Search code examples
pythondata-sciencexgboost

Shape Mismatch XGBoost Regressor


I have trained an XGBoost Regressor model on data that has a different shape to the test data I intend to predict on. Is there a way to go around this or a model that can tolerate feature mismatches?

The input training data and test data got mismatched during One Hot Encoding of categorical features.

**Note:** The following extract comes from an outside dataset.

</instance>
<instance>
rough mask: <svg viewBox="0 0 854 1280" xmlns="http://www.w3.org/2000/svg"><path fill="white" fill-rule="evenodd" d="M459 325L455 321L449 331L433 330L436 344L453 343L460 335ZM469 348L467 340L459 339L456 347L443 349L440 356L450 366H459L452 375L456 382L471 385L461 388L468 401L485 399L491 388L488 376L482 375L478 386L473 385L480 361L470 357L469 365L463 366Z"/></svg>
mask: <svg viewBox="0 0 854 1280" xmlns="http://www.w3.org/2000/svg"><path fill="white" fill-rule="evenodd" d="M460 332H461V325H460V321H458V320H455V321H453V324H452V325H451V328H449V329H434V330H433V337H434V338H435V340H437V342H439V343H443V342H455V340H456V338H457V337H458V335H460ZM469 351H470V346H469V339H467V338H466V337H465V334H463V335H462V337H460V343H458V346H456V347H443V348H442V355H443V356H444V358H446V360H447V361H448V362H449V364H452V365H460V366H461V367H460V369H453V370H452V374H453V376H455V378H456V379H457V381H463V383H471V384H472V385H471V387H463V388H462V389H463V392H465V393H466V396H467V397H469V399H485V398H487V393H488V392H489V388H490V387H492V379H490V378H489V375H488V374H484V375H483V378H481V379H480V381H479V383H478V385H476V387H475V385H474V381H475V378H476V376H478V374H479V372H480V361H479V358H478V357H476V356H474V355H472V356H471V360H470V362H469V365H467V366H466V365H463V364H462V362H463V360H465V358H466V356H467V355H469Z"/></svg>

best_xgb = xgb.XGBRegressor(base_score=0.5, booster='gbtree', colsample_bylevel=1,
             colsample_bynode=1, colsample_bytree=1, enable_categorical=False,
             gamma=0, gpu_id=-1, importance_type=None,
             interaction_constraints='', learning_rate=0.05, max_delta_step=0,
             max_depth=6, min_child_weight=10,monotone_constraints='()', n_estimators=400, n_jobs=4,
             num_parallel_tree=1, predictor='auto', random_state=0, reg_alpha=0,
             reg_lambda=1, scale_pos_weight=1, subsample=1, tree_method='exact',
             validate_parameters=1, verbosity=None)

best_xgb.fit(X, y)

best_xgb.predict(test_data)

I get the following error: Shape Mismatch Error


Solution

  • Please check where 249-235=14 features are in test data.
    Or fit on same data

    best_xgb.fit(X[test_data.columns], y)